Further, the model is unfrozen and trained until k-1 epochs (k is a hyperparameter)
Finally, the embedding layers are unfrozen and trained till convergence.
This approach is useful as initially, we do not want to disturb our pre-trained model and only fine-tune the “fresh” layers that we have added for the target task. Once the loss for the “fresh” layers has improved, then we would like to further improve our initial model by fine-tuning it. Once this is achieved, to push the accuracy the initial layers are unfrozen and hence the complete model is trained.
The optimizers are switched when doing the training.
Initially, SGD (Stochastic Gradient Descent) with a small learning rate is used which helps to train the LM while avoiding “catastrophic forgetting”

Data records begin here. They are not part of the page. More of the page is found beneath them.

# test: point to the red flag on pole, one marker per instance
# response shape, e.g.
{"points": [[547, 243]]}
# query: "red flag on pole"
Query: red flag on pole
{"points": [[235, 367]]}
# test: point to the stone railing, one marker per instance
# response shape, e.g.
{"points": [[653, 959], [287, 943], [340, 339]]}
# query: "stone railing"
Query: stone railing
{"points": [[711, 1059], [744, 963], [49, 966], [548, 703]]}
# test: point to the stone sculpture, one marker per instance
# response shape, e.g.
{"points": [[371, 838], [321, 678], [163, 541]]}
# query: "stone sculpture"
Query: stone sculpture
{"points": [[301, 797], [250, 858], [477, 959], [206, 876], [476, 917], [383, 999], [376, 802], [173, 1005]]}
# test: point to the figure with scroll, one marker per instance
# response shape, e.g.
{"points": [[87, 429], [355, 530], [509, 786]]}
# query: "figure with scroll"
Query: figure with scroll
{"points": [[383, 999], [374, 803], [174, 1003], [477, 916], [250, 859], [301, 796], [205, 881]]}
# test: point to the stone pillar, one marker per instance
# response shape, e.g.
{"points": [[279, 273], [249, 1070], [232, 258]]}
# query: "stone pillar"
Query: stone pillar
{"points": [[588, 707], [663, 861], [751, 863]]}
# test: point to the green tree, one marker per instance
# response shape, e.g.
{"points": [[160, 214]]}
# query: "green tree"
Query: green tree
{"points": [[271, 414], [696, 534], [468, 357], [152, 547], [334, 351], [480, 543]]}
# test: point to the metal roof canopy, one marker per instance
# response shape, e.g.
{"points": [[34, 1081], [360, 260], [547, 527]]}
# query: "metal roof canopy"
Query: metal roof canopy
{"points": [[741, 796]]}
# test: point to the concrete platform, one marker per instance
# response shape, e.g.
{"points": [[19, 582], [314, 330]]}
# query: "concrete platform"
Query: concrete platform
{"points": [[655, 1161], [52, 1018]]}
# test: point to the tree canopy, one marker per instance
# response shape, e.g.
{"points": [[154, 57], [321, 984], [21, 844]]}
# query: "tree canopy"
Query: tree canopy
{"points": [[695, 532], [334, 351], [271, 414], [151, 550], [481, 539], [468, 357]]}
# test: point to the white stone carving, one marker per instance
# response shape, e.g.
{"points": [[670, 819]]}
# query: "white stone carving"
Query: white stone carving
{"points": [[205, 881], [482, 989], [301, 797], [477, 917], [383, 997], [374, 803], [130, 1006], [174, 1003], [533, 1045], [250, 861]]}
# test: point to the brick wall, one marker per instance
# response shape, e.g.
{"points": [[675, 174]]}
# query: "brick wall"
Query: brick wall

When fine-tuning this to the target task, Adam: is used when training the model to adapt to the target task, since we’d like the LSTM and softmax layer to train fast in order to adapt to the target task.
Here is the comparative study of the authors’ approach compared against 5 other approaches of Transfer Learning on NLP, across 5 datasets.
The authors have also shared a comparative study of their approach Vs ULMFiT on different training dataset sizes, showing very promising results on smaller dataset sizes.
Conclusion & Personal thoughts:
The paper has discussed a few simple approaches and offered very competitive results against other Transfer Learning Techniques.
Especially, on smaller data-sub sets, this approach (as per the claim) even outperforms ULMFiT.
I’ve particularly liked the idea of defining an auxiliary loss. At the same time, doing Sequential Unfreezing: Something that I’ve learned in the fast.ai MOOC when working with Image tasks is another great idea highlighted in the paper. Intuitively, it might help with faster convergence.
On the contrary, I do not think that ULMFiT uses a “sophisticated” learning rate schedule, I think deploying the same along with the ideas in this paper would help with even faster convergence.
As a personal experiment, I’d definitely try out these approaches on smaller subsets of IMDB along with the one cycle scheduler from the fast.ai library.